Governor James Rhodes brought the dream of the Appalachian Highway to life with a lot of political capital earned over the span of a long political career. Born and raised in Southern Ohio, his efforts on behalf of the people and the economy of Appalachian Ohio are still remembered. Jimmy, as the old timers call him, is a local hero.
Others traveling through the region might read the roadside sign dedicated to his memory. As one newspaper reported:
On its long, empty stretches, the James A. Rhodes Appalachian Highway gives drivers green vistas of southern Ohio’s rolling hills. This is not the green that planners had in mind.
The need for connecting roads was felt long before Governor Rhodes. H. R. Wylie, the owner of the pottery in Huntington, was very active in politics on the West Virginia side of the Ohio River. Mr. Wylie lobbied for support, invested a great deal of money to effect change and even entertained the idea of running for state office. Roads were essential for commerce – which as every school boy knows is good for the people.

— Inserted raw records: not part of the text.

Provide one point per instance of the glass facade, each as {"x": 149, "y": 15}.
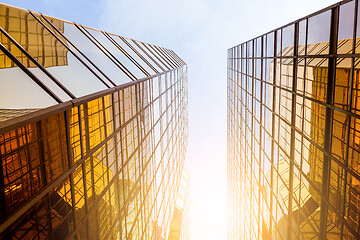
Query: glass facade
{"x": 93, "y": 131}
{"x": 294, "y": 130}
{"x": 180, "y": 223}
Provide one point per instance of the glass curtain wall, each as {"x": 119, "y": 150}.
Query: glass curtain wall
{"x": 93, "y": 131}
{"x": 294, "y": 130}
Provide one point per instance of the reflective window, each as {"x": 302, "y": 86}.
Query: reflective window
{"x": 130, "y": 66}
{"x": 92, "y": 52}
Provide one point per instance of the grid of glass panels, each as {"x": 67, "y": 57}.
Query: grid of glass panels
{"x": 293, "y": 130}
{"x": 64, "y": 60}
{"x": 104, "y": 166}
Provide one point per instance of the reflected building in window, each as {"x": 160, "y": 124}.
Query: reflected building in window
{"x": 93, "y": 131}
{"x": 294, "y": 130}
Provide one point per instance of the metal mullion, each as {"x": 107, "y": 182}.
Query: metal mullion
{"x": 121, "y": 210}
{"x": 29, "y": 74}
{"x": 68, "y": 48}
{"x": 126, "y": 54}
{"x": 328, "y": 123}
{"x": 154, "y": 53}
{"x": 140, "y": 149}
{"x": 3, "y": 209}
{"x": 43, "y": 174}
{"x": 164, "y": 55}
{"x": 147, "y": 54}
{"x": 91, "y": 158}
{"x": 139, "y": 54}
{"x": 350, "y": 101}
{"x": 36, "y": 63}
{"x": 106, "y": 157}
{"x": 108, "y": 54}
{"x": 70, "y": 161}
{"x": 83, "y": 169}
{"x": 117, "y": 184}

In the mid-nineteenth century, railroads were built connecting large urban centers like Cincinnati and Pittsburg with track laid through towns and cities to haul coal to industries to the north – and clay to the potteries. In the state of Ohio, pottery owners joined together to bring the modern efficiency of the railroad to haul clay, coal and finished goods. By the turn of the century, Ohio was the capital of pottery production in the United States. Yet, the story diverges in the twentieth century. Southern Ohio lost many of the coal mines and potteries eventually becoming the poorest region in the state.

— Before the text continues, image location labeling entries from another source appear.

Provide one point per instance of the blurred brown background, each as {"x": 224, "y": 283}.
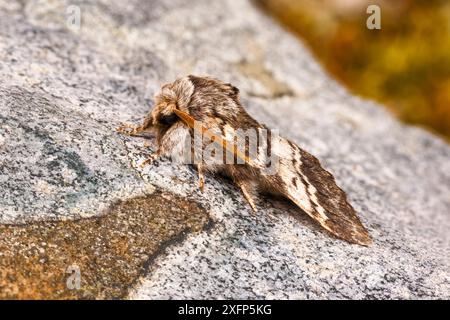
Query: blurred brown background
{"x": 405, "y": 65}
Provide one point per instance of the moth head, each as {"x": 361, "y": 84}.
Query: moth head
{"x": 175, "y": 95}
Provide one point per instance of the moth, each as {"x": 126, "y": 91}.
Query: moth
{"x": 196, "y": 105}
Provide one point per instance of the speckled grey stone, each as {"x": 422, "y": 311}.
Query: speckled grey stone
{"x": 63, "y": 91}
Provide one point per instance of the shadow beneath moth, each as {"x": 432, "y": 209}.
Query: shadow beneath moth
{"x": 200, "y": 120}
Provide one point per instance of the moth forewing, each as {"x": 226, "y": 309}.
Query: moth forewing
{"x": 211, "y": 109}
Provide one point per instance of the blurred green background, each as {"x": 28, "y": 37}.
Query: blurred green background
{"x": 405, "y": 65}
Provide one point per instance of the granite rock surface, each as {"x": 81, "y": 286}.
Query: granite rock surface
{"x": 65, "y": 88}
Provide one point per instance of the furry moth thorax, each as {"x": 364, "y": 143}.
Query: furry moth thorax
{"x": 214, "y": 106}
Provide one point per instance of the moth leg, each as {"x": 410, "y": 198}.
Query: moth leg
{"x": 247, "y": 191}
{"x": 150, "y": 159}
{"x": 201, "y": 177}
{"x": 132, "y": 130}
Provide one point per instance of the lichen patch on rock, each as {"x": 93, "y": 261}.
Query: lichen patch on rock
{"x": 39, "y": 260}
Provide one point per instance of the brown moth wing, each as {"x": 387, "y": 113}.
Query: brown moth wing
{"x": 303, "y": 180}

Now we have a highway that connects us to the world, the information superhighway. Negotiating this new highway is a challenge that has been at once perplexing, frustrating, amazing and rewarding. But the harder that I worked at understanding this new mode of communication, the more people responded. The internet is based on the exchange of information and ideas or put another way, it is an economy. Very quickly, the number of online orders increased until it became impossible to manage both the storefront and the online business. The store hours were cut back . . . tried hiring staff but weekend retail hours are unappealing.

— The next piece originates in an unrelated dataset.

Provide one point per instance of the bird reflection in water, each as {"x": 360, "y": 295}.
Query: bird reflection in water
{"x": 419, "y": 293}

My entire focus which was the history of the economics of pottery in Ohio was pushed off the desk as I tried to do the other things . . . but I could not let go of the great story that unfolded in front of my eyes. And I could not let go of the world that opened to my wonder – the world market. It is really a world that our ancestors could not have imagined . . .
Soon we were shipping to nearly every continent . . . coats to Russia, picnic baskets to Australia and pottery made in Ohio to every corner of the world. All this leads to the tough decision that I have made to move the place of business from Eclipse Company Town to the Barn near Amesville. It will take time to make everything ready . . . hopefully by Spring. And the new place is a lovely place to spend a day. I cannot wait to open the doors!